Friday, September 2, 2011

Deceptively simple and mighty
delicious: Minny's Chocolate Pie

I love recipes that are deceptively simple.
   The ingredient list is short and, for lack of a better word, unremarkable. It’s super easy to make.
   But the result is sensational and delicious.
   This is the case with Minny's Chocolate Pie (click for the recipe) from Food & Wine magazine.
   The recipe was given to the magazine by Greenwood, Miss., newspaper columnist Lee Ann Fleming. Fleming worked as a chef on the set of movie The Help, which was filmed in Greenwood. The chocolate pie is made and served by the character Minny in the movie.
   The pie is made with pre-prepared, store-bought pie dough, sugar, cocoa powder, butter, eggs, evaporated milk, vanilla extract and salt.

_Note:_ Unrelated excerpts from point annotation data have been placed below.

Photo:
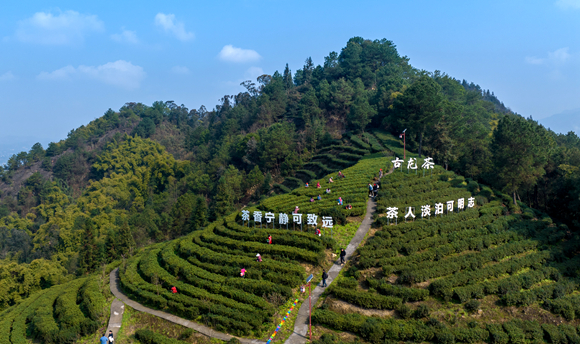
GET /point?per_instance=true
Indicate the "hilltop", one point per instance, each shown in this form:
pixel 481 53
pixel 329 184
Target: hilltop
pixel 148 174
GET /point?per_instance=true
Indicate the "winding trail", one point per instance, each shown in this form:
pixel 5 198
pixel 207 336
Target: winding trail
pixel 300 334
pixel 116 319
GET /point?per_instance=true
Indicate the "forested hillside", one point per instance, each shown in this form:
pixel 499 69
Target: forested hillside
pixel 145 174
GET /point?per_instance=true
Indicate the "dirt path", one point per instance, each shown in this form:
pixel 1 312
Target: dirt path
pixel 117 308
pixel 300 334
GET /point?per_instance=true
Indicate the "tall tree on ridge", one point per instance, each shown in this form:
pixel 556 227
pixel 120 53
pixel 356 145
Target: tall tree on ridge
pixel 520 152
pixel 419 107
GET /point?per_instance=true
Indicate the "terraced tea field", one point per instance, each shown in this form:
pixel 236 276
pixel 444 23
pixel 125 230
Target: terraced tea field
pixel 62 313
pixel 460 258
pixel 205 266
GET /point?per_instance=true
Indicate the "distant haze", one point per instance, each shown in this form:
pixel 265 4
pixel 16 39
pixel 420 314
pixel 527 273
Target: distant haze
pixel 563 122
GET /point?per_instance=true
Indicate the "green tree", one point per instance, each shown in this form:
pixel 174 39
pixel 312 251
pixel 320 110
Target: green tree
pixel 126 243
pixel 361 111
pixel 418 108
pixel 287 78
pixel 88 256
pixel 255 177
pixel 520 152
pixel 199 214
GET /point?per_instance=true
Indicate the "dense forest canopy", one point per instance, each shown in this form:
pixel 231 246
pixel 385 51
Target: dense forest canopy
pixel 144 174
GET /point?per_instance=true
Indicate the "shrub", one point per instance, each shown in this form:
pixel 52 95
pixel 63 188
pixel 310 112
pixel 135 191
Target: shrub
pixel 405 312
pixel 372 330
pixel 472 306
pixel 422 311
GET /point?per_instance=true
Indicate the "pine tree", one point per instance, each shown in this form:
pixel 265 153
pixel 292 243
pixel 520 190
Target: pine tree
pixel 88 260
pixel 126 241
pixel 287 78
pixel 520 152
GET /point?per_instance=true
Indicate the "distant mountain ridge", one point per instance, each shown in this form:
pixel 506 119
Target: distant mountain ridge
pixel 563 122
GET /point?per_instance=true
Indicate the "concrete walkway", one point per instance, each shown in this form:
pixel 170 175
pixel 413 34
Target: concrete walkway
pixel 300 334
pixel 116 319
pixel 114 283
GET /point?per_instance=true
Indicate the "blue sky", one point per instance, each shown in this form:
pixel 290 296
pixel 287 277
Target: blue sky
pixel 64 63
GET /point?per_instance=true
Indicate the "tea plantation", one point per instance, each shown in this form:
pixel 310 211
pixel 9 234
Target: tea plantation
pixel 60 314
pixel 334 156
pixel 205 266
pixel 462 257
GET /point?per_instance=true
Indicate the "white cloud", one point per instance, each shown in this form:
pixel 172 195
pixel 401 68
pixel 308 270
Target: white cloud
pixel 180 70
pixel 555 58
pixel 559 56
pixel 126 36
pixel 534 60
pixel 120 73
pixel 7 76
pixel 253 72
pixel 566 4
pixel 168 23
pixel 232 54
pixel 67 27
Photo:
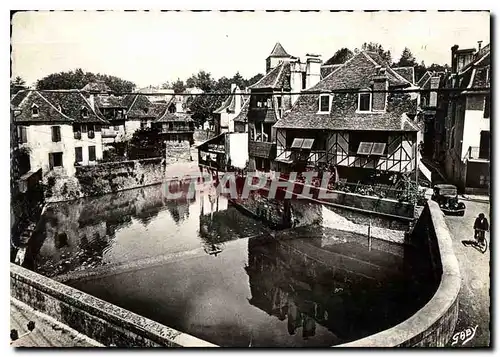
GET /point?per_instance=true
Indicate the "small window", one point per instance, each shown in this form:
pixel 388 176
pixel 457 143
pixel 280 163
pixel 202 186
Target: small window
pixel 324 103
pixel 56 134
pixel 22 134
pixel 364 102
pixel 91 153
pixel 55 160
pixel 91 132
pixel 487 106
pixel 34 110
pixel 78 154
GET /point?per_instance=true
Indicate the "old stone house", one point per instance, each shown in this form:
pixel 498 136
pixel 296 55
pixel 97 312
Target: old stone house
pixel 271 96
pixel 468 140
pixel 58 129
pixel 351 125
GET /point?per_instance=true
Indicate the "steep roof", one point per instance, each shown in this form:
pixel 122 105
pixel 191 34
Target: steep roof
pixel 242 116
pixel 54 106
pixel 109 101
pixel 277 78
pixel 327 69
pixel 278 51
pixel 96 87
pixel 407 73
pixel 140 107
pixel 356 73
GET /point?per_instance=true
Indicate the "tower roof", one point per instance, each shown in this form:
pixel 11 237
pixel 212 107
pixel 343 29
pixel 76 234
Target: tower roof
pixel 278 51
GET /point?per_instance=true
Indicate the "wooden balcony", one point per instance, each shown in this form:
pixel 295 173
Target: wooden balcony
pixel 261 149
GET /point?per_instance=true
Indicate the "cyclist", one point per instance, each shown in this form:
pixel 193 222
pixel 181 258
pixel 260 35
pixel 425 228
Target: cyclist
pixel 480 226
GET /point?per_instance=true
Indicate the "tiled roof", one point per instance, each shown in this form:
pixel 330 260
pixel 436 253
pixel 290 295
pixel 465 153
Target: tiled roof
pixel 326 70
pixel 97 87
pixel 357 73
pixel 141 107
pixel 242 116
pixel 174 117
pixel 109 101
pixel 46 111
pixel 407 73
pixel 423 80
pixel 278 51
pixel 54 106
pixel 71 104
pixel 228 104
pixel 18 97
pixel 277 78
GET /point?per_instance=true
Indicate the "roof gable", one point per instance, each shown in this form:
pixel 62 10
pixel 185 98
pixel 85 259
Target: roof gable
pixel 46 111
pixel 357 73
pixel 278 51
pixel 71 104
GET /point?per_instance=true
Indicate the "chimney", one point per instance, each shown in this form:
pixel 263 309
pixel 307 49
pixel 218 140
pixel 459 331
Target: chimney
pixel 313 69
pixel 237 98
pixel 433 95
pixel 178 104
pixel 380 83
pixel 454 59
pixel 295 80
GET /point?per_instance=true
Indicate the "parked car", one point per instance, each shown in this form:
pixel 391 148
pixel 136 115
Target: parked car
pixel 447 198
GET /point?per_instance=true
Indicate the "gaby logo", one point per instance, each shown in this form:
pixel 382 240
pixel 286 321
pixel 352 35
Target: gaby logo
pixel 294 185
pixel 464 336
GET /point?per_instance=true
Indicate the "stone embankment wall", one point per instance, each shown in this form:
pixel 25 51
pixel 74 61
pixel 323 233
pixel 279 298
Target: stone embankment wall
pixel 104 178
pixel 434 324
pixel 95 318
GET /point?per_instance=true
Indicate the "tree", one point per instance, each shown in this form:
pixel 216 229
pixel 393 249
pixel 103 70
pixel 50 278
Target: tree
pixel 378 48
pixel 16 85
pixel 178 86
pixel 341 56
pixel 78 79
pixel 407 59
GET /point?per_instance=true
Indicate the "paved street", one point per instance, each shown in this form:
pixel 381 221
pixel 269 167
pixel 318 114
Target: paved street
pixel 475 270
pixel 46 333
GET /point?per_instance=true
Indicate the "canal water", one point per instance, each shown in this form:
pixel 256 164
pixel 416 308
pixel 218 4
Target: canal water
pixel 201 266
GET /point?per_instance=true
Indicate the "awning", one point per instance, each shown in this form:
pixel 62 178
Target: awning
pixel 302 143
pixel 370 148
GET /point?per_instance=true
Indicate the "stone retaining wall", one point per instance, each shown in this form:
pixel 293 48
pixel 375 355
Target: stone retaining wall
pixel 434 324
pixel 95 318
pixel 104 178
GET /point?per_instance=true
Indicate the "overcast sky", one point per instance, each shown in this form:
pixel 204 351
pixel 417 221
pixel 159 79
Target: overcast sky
pixel 150 48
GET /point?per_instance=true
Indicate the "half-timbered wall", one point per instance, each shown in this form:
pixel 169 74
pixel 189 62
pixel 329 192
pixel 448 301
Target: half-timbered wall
pixel 398 157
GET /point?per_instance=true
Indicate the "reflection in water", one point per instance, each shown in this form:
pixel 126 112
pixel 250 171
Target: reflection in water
pixel 308 284
pixel 131 225
pixel 268 292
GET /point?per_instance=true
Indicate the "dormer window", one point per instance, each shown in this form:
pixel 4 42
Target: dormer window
pixel 34 110
pixel 325 101
pixel 365 101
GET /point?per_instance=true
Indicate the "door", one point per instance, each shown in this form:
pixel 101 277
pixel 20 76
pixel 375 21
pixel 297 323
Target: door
pixel 484 145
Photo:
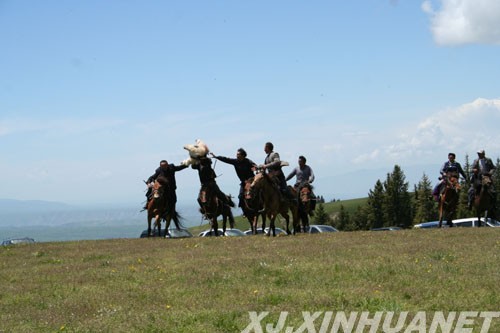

   The result is pure magic.
   The pie is smooth, likely due to the evaporated milk, and perfectly chocolately and fudgy from the cocoa powder. It’s very family-friendly.
   I loved the idea that Fleming prefers using a packaged pie dough crust, such as Pillsbury, instead of a homemade crust. Anyone who has struggled with making a pie crust, as I have, will appreciate this.
   The pie crust is put in a nine-inch pie plate, pricked lightly with a fork, lined with foil or parchment paper and filled with pie weights or dried beans. The crust is baked for 15 minutes, then the foil removed and the crust baked for five minutes longer.
   The sugar is whisked with the cocoa powder, butter, eggs, evaporated milk, pure vanilla extract and salt until smooth.
   The filling is poured into the baked pie crust and baked for about 45 minutes. Be careful here, as the recipe is badly written and edited in this step. The edges of the crust that are still showing need to be covered with foil halfway through baking time, something you’re not told about until you’re given a direction on how to know the pie is ready (it’s set around the edges but ever-so-slightly jiggly in the center.)
   Putting foil on the edges of the pie crust was the only tricky part of making the pie, as it was a bit cumbersome to tear up strips of foil and put them on the circular crust.
   The pie is transferred to a rack and left to cool completely.
   It's cut into pieces and served with whipped cream.